Entscheidungsstichwort (Thema)
Teilnahme an einer Betriebsratssitzung. Abwägung bei gleichzeitig erforderlicher dringender beruflicher Tätigkeit
Leitsatz (amtlich)
Selbst wenn ein Betriebsratsmitglied zu einer Betriebsratssitzung geladen ist, entbindet ihn dies nicht von der Abwägung, ob seine Teilnahme an der Betriebsratssitzung so wichtig ist, dass sie auch die Nichtleistung der dringenden beruflichen Tätigkeit erforderlich macht.
Normenkette
BetrVG § 37 Abs. 2
Verfahrensgang
ArbG Frankfurt am Main (Entscheidung vom 19.09.2012; Aktenzeichen 7 BV 403/12) |
Tenor
Die Beschwerde des Antragstellers gegen den Beschluss des Arbeitsgerichts Frankfurt am Main vom 19. September 2012 - 7 BV 403/12 - wird zurückgewiesen.

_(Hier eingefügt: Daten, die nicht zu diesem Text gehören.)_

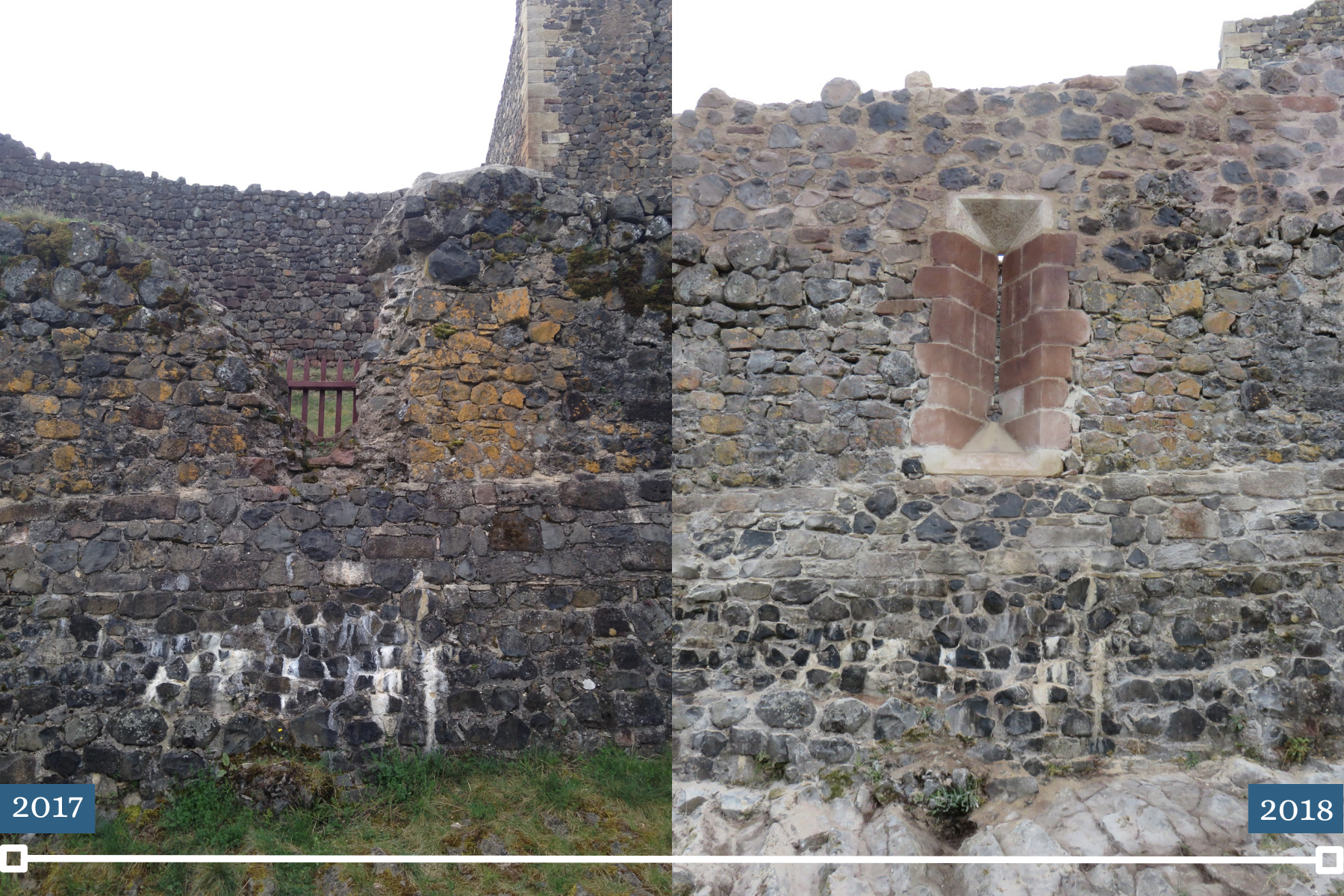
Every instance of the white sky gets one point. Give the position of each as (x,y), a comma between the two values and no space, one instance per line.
(783,50)
(290,94)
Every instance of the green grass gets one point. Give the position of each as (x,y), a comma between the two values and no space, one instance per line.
(296,410)
(436,803)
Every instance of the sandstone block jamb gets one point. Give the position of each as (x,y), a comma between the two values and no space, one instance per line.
(1164,337)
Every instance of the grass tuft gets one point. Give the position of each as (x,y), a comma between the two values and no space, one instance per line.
(413,803)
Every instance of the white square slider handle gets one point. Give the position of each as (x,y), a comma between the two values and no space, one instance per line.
(8,852)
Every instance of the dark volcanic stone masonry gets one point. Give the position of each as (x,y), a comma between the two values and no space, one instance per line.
(848,279)
(588,93)
(285,265)
(480,563)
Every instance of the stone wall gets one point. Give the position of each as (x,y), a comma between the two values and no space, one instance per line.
(1175,588)
(285,264)
(588,93)
(508,137)
(1256,43)
(480,563)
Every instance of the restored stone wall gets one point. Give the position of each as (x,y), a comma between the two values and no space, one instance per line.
(1256,43)
(285,264)
(1176,588)
(479,564)
(588,93)
(508,137)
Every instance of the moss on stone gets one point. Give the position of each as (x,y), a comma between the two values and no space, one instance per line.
(593,273)
(134,276)
(54,247)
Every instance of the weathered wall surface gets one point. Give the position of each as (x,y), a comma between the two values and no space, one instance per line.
(588,93)
(1176,588)
(508,137)
(480,564)
(285,264)
(1258,43)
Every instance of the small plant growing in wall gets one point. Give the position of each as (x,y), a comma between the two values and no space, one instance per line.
(1297,750)
(952,801)
(771,770)
(838,781)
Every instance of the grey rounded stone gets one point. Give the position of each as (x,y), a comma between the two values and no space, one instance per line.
(754,193)
(838,92)
(906,215)
(833,139)
(139,727)
(784,137)
(1151,80)
(1039,104)
(786,709)
(750,249)
(727,712)
(894,718)
(831,750)
(898,368)
(710,190)
(11,240)
(450,264)
(844,716)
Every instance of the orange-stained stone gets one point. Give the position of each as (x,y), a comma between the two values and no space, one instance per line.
(54,429)
(511,305)
(544,332)
(40,405)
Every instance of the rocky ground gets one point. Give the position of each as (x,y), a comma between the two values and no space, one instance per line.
(1125,809)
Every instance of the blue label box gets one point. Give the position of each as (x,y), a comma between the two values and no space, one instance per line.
(46,809)
(1296,809)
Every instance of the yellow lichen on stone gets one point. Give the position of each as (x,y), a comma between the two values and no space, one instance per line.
(40,405)
(544,332)
(226,438)
(65,457)
(423,452)
(511,305)
(154,390)
(1186,299)
(18,383)
(69,343)
(50,429)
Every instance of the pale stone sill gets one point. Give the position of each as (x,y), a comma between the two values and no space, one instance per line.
(949,461)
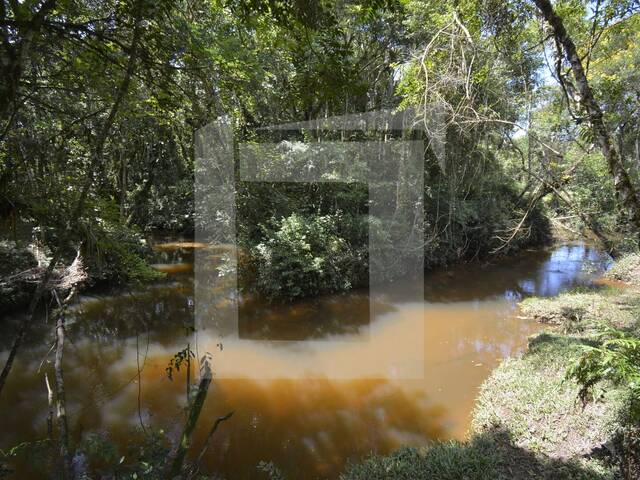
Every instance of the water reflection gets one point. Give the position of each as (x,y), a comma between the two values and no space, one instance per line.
(300,407)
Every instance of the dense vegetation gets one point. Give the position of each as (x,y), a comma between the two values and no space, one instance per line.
(528,111)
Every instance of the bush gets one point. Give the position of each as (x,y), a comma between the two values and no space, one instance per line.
(309,255)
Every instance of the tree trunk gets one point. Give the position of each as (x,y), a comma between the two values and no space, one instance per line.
(625,191)
(192,420)
(96,159)
(65,453)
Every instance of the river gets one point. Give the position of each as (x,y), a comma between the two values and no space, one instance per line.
(309,383)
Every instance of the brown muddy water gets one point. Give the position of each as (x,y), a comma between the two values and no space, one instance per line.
(309,382)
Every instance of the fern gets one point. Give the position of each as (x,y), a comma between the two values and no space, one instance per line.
(616,359)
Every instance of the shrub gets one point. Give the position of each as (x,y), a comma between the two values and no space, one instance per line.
(308,255)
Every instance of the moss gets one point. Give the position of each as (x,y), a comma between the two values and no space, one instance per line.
(531,398)
(626,269)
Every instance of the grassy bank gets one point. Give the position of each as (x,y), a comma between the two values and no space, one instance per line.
(529,421)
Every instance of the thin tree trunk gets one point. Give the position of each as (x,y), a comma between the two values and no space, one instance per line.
(65,453)
(96,158)
(625,190)
(207,443)
(192,420)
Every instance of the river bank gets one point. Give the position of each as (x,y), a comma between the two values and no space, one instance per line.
(528,421)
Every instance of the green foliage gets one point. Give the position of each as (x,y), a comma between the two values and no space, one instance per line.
(616,359)
(307,255)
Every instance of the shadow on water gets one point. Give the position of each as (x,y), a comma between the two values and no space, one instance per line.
(287,410)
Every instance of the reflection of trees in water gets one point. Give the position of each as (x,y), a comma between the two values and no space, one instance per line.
(543,273)
(306,427)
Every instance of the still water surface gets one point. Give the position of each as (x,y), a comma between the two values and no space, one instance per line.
(289,411)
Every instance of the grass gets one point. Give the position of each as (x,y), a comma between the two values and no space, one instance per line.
(528,421)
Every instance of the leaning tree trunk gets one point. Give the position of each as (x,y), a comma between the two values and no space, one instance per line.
(625,191)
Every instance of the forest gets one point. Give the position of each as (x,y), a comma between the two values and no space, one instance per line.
(169,315)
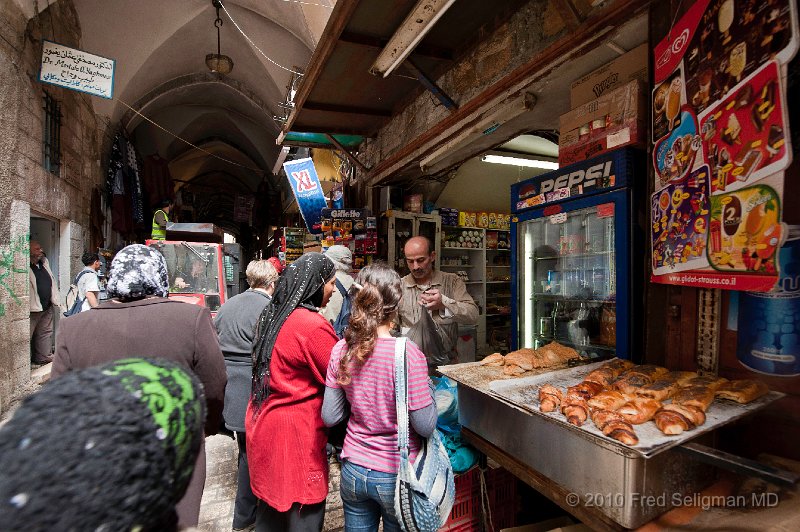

Die Rechtsbeschwerde wird nicht zugelassen.
Gründe
I. Die Beteiligten streiten über einen Unterlassungsanspruch.
Die Beteiligte zu 2 (Arbeitgeber) betreibt bundesweit an mehreren Flughäfen, u.a. am Flughafen F, verschiedene gastronomische Einrichtungen und beschäftigt insgesamt etwa 130 Arbeitnehmer.
Beteiligter zu 1 ist der für den Betrieb "F Airport" gebildete Betriebsrat.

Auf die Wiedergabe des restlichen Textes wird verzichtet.